Bigda: As we make progress, what do valuations look like? Can investors actually participate in this revolution without losing their shirts?
Thayer: Yes, I think there are ways for investors to make money here, but I think it’s important that investors are able to sort through the hype of, call it, these very optimistic battery announcements and drill down into what is the science actually showing. And then, what is the manufacturing ability and, really, the nitty-gritty of how do you get from something that works in a lab to mass produced and in your EV.
Bigda: Just looking at some of the companies in this space that have recently IPO’d, their stocks would pop shortly after going public and then some of them have lost as much as 90% since then, especially during the market reset. It sounds like being a little bit circumspect is a good idea here, perhaps.

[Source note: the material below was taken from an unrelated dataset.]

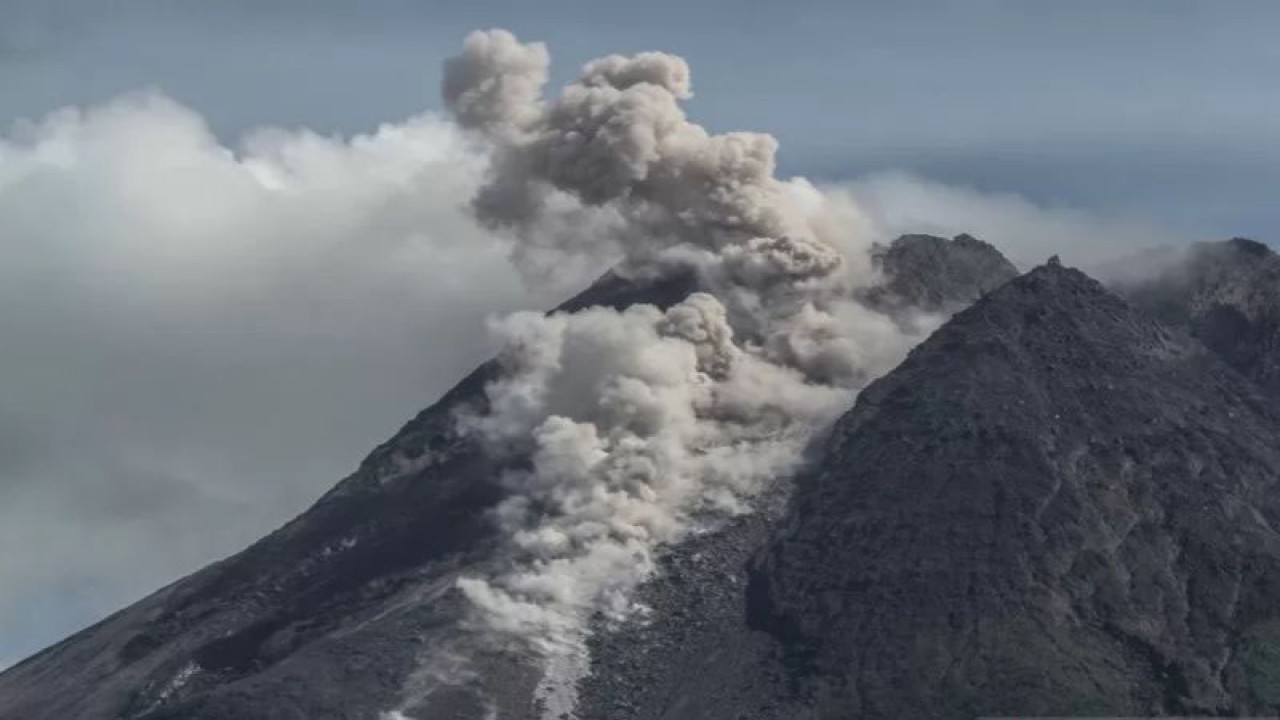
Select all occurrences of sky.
[0,0,1280,666]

Peron: That’s not unique to battery providers; all new technologies usually go through that cycle, especially when it comes to the more, sort of, green technologies. Solar technology a few decades ago had the same cycle, and there’s this rationalization and then the real winners emerge over time. I think that’s likely what we’ll see here.

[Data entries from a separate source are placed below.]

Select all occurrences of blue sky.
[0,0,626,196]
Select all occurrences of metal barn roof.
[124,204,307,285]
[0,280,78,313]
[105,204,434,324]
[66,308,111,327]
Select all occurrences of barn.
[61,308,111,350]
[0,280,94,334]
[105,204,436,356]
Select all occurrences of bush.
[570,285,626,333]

Thayer: Yes, I think that’s exactly right. Where we have a lot of innovation going on and if a company came public with a great idea, some track record of innovation, but then they had scientific setbacks or that technology became less promising. Or you also have your existing cell makers that have a more stable revenue base, they have earnings, and they had a little bit more support when interest rates started to rise in the market reset.
Peron: I think we also benefit from Jacob’s work on the EV, the electric vehicle manufacturers, because they’re doing a lot of battery innovation. Not necessarily in the chemistry always, but just in the way they’re able to package it together in innovative ways to get more range, for example, out of an electric vehicle. There are investible ideas here that capture this innovation, but not always in a pure play.

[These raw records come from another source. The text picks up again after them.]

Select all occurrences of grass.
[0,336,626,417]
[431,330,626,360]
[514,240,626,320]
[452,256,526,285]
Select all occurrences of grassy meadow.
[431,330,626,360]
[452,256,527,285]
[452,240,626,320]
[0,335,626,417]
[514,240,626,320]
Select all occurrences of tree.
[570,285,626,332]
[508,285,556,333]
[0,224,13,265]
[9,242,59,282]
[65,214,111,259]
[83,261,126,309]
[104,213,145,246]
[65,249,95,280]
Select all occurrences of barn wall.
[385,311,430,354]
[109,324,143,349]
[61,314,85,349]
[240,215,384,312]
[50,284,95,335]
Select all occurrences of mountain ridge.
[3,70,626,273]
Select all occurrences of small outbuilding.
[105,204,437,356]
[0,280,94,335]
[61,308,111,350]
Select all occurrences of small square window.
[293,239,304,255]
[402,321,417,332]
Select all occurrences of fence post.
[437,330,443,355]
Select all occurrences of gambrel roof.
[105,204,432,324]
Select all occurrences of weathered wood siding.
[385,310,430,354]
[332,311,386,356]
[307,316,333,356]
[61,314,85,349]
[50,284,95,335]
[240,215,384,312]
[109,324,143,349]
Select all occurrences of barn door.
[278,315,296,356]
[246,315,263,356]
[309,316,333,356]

Thayer: The whole battery supply chain, the innovations and technology can build upon each other, where we can take a new battery cell and then a company with a very strong battery management system will be able to get more range out of the same cell or the same battery pack as a company that doesn’t have that same in-house battery management system technology. So as Matt’s saying, there’s a lot of ways battery improvement can manifest itself, and it’s not always in just a cell maker. It can be at an OEM who is able to have a lower cost vehicle because they’re better at managing the cell technology.
Bigda: It sounds like it’s a pretty big ecosystem and that you have a lot of work ahead of you in keeping track of it, Jacob. So, we thank you for taking time today to sit down with us and share your insights.
Thayer: Thank you for having me on.
Bigda: Next month, we’ll be joined by Portfolio Manager Ash Alankar who will talk to us about the signals he’s seeing in the options market and what that means for identifying and managing downside risk, and how to apply that to an investment portfolio. We hope you’ll join.
Until then, I’m Carolyn Bigda.
Peron: And I’m Matt Peron.
Bigda: You’ve been listening to Research in Action.
1 A lithium iron phosphate battery is a type of lithium-iron battery using lithium iron phosphate as the cathode material and a graphitic carbon electrode with a metallic backing as the anode.